Lembro mais: de não ter visto um outdoor com o Raul a receber um prêmio ou mensão empresarial (que com certeza ele deve ter recebido). Porém, ja ví inúmeros arquitetos com trabalhos muito fracos (que passam até despercebidos) recebendo premiações de "revelações" e "arquitetos do ano" e semblantes cínicos estampados em outdoors pela cidade.
Alias, falando nisso, eu dificilmente vejo arquitetos que merecem esses prêmios os recebendo... Vejo até garotos que desmamaram ontem mencionados como "revelações empresariais do ano" em arquitetura, mas um Aurélio Meira, um Coelho Bassalo ou um Herlom Oliveira, dificilmente se vê. Isso prova que há algo de errado nesse meio que "promove" a "arquitetura" local. Quem é bom deve ser bom e aparecer o ano inteiro, e não somente de forma sazonal em premiações questionáveis! E Raul era um desses que deveria aparecer sempre, seja com trabalhos, seja com publicações.
Lamento por essa perda.

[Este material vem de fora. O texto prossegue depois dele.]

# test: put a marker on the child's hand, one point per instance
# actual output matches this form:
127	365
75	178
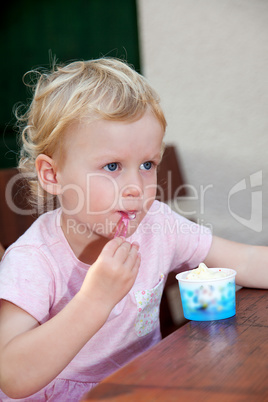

Lamento verdadeira e profundamente.
Espero que os que aí ainda se encontrem, façam arquitetura não somente com seriedade. Mas, também, com filosofia, arte e ousadia!
Absorvamos esses legados caros amigos e leitores! Coloquemo-os na nossa história edificada e realizemos também a boa e genial Arquitetura.
Descansa em Paz Raul.
Que estejas ao lado de Deus em sua obra arquitetônica no universo.